El factor subyacente aquí es el esfuerzo de Estados Unidos por resucitar su hegemonía incondicional por la fuerza sobre el resto del mundo, tras haber percibido que se ha producido un cambio político. Este cambio se refleja en la ira y el resentimiento de los estadounidenses blancos de cuello azul, y un motor principal para la elección de Trump. El producto de las administraciones de Trump y Biden ha sido proyectar esos cambios en un resentimiento hacia China, culminando en acontecimientos como la reciente saga del "globo espía chino", que ha sido hiperdramatizada. China se ha convertido en el enemigo designado, y parece que existe un consenso político en EE.UU. en torno a esto, independientemente de las consecuencias.

Hay algunas diferencias críticas entre las dos administraciones en cómo se está persiguiendo esto. Mientras que Trump manejó la política exterior estadounidense en términos de "quid-pro-quo", haciendo hincapié en la filosofía de "América primero", la administración de Biden no ve la oportunidad a través de guerras comerciales o regateos, sino a través de la escalada del conflicto geopolítico. El equipo de Biden está sacrificando la estabilidad en todos los frentes en aras del poder. Como tal, la Casa Blanca de Biden, a pesar de la adulación sobre los puestos de trabajo y la prosperidad de Estados Unidos, no ha pensado en nada acerca de la ruptura de las cadenas de suministro mundiales, el aumento de los precios, la aceleración de la confrontación de bloques geopolíticos, la búsqueda de sanciones a gran escala y el azuzamiento de la incertidumbre mundial para obtener ganancias hegemónicas.

Aunque Trump era hiperdramático, se preocupaba por los mercados y el crecimiento, y también sabía cuándo transigir. Rodeado de neoconservadores como Mike Pompeo en la política referente a China, estaba más interesado en llegar a acuerdos con Pekín en interés de Estados Unidos y podía restringirlos si así lo deseaba. A Biden, en cambio, no le importa nada y no tiene cortapisas. Por supuesto, puede que luzca una sonrisa, puede que no insulte a la gente en Twitter, pero es esta fachada la que oculta la peligrosa formulación de políticas en la Casa Blanca, que en realidad ha dejado a los estadounidenses en peor situación de la que Trump jamás consiguió.

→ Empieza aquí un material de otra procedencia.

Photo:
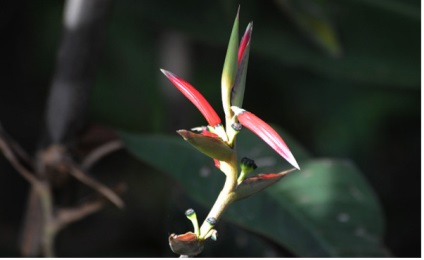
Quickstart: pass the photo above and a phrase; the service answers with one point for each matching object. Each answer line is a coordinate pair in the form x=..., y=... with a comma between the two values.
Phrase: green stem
x=226, y=196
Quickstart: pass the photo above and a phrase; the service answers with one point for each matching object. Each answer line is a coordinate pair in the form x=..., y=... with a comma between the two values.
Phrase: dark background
x=357, y=97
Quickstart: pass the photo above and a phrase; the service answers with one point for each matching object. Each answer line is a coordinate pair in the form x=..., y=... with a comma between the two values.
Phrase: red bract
x=195, y=97
x=266, y=133
x=244, y=42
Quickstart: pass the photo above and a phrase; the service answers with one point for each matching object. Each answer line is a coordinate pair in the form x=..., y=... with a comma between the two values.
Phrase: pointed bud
x=266, y=133
x=195, y=97
x=247, y=166
x=237, y=92
x=255, y=184
x=213, y=234
x=191, y=215
x=230, y=68
x=186, y=244
x=211, y=146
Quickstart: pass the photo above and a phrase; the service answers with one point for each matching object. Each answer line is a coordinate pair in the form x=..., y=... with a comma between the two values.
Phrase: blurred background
x=342, y=77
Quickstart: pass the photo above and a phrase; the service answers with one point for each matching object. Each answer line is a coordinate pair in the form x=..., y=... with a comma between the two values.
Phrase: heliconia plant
x=218, y=142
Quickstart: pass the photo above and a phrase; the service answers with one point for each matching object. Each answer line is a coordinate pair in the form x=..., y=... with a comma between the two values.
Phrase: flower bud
x=255, y=184
x=211, y=146
x=186, y=244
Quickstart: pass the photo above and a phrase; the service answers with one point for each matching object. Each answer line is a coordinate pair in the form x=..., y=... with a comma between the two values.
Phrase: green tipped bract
x=213, y=147
x=229, y=71
x=255, y=184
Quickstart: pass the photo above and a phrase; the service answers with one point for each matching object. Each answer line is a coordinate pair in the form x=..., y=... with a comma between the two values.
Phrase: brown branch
x=66, y=216
x=10, y=156
x=101, y=152
x=76, y=172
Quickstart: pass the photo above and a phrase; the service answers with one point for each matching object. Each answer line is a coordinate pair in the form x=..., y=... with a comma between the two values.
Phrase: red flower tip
x=245, y=40
x=195, y=97
x=266, y=133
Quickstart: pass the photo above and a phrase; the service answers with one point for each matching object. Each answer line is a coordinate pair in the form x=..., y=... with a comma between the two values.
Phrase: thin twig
x=65, y=216
x=10, y=155
x=75, y=171
x=100, y=152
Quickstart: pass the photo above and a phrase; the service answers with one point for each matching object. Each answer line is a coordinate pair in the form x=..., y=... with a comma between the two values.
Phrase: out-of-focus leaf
x=311, y=19
x=327, y=209
x=379, y=46
x=409, y=9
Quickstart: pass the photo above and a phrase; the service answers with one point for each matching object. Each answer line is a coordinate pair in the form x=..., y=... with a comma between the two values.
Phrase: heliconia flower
x=195, y=97
x=229, y=71
x=245, y=41
x=213, y=147
x=255, y=184
x=266, y=133
x=237, y=92
x=185, y=244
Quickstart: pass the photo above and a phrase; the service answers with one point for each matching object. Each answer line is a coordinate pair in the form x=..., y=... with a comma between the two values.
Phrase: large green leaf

Parece poco probable, dadas las circunstancias, que Trump hubiera permitido alguna vez que se produjera la guerra entre Rusia y Ucrania, y él ha dejado claro en múltiples ocasiones que, si fuera presidente, esto no habría sucedido.

En cierto modo, la total incompetencia de la oposición ha permitido a Biden, a pesar de las terribles circunstancias, tener también una suerte increíble. Para ser un presidente con bajos índices de aprobación, que supervisa una situación económica calamitosa, cayó de pie en las elecciones de mitad de mandato de noviembre, y su partido incluso se hizo con el control del Senado.

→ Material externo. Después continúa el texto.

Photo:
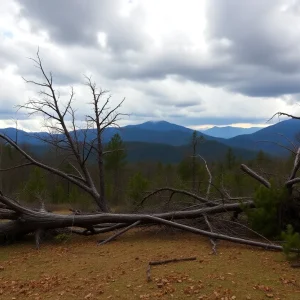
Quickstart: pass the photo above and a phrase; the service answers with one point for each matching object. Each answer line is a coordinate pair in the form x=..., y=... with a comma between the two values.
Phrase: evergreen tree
x=114, y=163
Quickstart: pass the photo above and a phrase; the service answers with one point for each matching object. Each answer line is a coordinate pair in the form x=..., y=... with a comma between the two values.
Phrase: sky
x=191, y=62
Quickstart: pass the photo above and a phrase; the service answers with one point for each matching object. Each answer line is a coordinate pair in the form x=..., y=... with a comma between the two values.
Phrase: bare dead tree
x=64, y=134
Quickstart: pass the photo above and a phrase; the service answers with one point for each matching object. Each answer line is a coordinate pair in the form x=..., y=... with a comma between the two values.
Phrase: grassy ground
x=79, y=269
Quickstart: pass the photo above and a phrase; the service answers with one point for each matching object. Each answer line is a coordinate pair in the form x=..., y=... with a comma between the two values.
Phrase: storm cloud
x=196, y=62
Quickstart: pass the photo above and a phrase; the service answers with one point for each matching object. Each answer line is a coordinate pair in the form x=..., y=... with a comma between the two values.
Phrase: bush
x=265, y=217
x=138, y=185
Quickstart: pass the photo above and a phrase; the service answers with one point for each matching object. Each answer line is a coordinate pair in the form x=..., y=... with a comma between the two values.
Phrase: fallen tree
x=20, y=220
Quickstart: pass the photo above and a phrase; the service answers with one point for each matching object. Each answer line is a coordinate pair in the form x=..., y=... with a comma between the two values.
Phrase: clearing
x=79, y=269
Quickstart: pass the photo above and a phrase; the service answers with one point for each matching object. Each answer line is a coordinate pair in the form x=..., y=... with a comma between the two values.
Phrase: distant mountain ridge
x=165, y=133
x=228, y=132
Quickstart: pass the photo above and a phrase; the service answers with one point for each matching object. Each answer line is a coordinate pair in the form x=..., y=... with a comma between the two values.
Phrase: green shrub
x=265, y=217
x=138, y=185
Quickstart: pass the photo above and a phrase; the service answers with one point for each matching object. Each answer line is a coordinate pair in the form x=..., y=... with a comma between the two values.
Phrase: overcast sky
x=190, y=62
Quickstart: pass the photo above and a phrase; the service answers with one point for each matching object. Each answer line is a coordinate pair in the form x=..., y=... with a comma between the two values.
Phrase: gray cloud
x=251, y=51
x=75, y=22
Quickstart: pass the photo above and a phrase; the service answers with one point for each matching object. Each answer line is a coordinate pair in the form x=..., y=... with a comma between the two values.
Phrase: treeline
x=127, y=183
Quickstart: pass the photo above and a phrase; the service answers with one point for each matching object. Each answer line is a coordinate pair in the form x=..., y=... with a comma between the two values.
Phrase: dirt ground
x=79, y=269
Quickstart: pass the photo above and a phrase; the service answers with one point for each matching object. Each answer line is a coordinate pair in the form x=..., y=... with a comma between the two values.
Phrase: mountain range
x=167, y=142
x=228, y=132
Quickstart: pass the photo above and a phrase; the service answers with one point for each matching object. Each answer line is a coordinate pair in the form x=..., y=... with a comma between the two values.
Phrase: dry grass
x=79, y=269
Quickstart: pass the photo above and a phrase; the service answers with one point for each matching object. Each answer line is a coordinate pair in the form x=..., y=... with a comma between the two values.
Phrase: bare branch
x=254, y=175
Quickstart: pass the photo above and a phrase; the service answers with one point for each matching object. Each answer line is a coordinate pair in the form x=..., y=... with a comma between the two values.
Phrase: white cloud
x=193, y=63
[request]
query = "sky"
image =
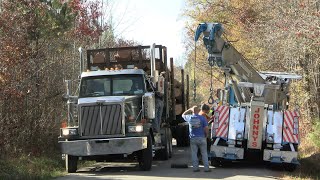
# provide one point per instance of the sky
(151, 21)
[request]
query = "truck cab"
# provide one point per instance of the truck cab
(111, 117)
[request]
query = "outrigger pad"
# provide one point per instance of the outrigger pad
(182, 165)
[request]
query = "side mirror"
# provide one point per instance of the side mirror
(65, 97)
(149, 105)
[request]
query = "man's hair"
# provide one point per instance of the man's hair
(205, 107)
(195, 109)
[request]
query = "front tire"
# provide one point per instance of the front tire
(71, 163)
(290, 167)
(145, 156)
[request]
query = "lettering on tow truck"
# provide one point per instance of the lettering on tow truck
(255, 129)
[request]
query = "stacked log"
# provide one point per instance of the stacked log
(178, 89)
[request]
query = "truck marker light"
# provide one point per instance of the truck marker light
(143, 121)
(65, 132)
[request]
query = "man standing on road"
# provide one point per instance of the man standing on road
(198, 128)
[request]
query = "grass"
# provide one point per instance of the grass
(26, 167)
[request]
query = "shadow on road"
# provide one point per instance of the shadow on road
(162, 169)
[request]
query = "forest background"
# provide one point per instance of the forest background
(39, 41)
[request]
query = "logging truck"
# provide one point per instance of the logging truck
(111, 116)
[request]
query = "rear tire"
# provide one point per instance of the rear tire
(71, 163)
(216, 162)
(165, 153)
(145, 156)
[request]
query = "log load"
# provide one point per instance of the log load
(178, 89)
(179, 109)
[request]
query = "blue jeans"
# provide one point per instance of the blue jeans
(159, 109)
(195, 144)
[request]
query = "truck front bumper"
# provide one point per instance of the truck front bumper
(231, 153)
(92, 147)
(280, 156)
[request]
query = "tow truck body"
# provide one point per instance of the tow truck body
(252, 120)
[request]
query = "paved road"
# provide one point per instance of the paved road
(162, 170)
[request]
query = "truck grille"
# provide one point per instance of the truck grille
(101, 120)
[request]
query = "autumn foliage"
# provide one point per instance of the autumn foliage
(38, 44)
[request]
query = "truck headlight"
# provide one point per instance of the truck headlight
(137, 128)
(270, 139)
(69, 131)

El hecho de que siga proclamando victorias donde no las hay sólo es indicativo de cómo Estados Unidos sufre un déficit de liderazgo. En este sentido, las metodologías de Biden y Trump pueden diferir, pero ambos son producto del mismo sistema disfuncional que premia la falsedad y, en última instancia, se centra en la calificación política nacional a diferencia de los resultados reales. Si las cosas han cambiado algo en Estados Unidos durante los dos años de mandato de Biden, en última instancia han cambiado para peor y suponen una amenaza para el mundo en su conjunto.

Sin embargo, nunca lo creerías si te sentaras a ver su discurso sobre el Estado de la Unión.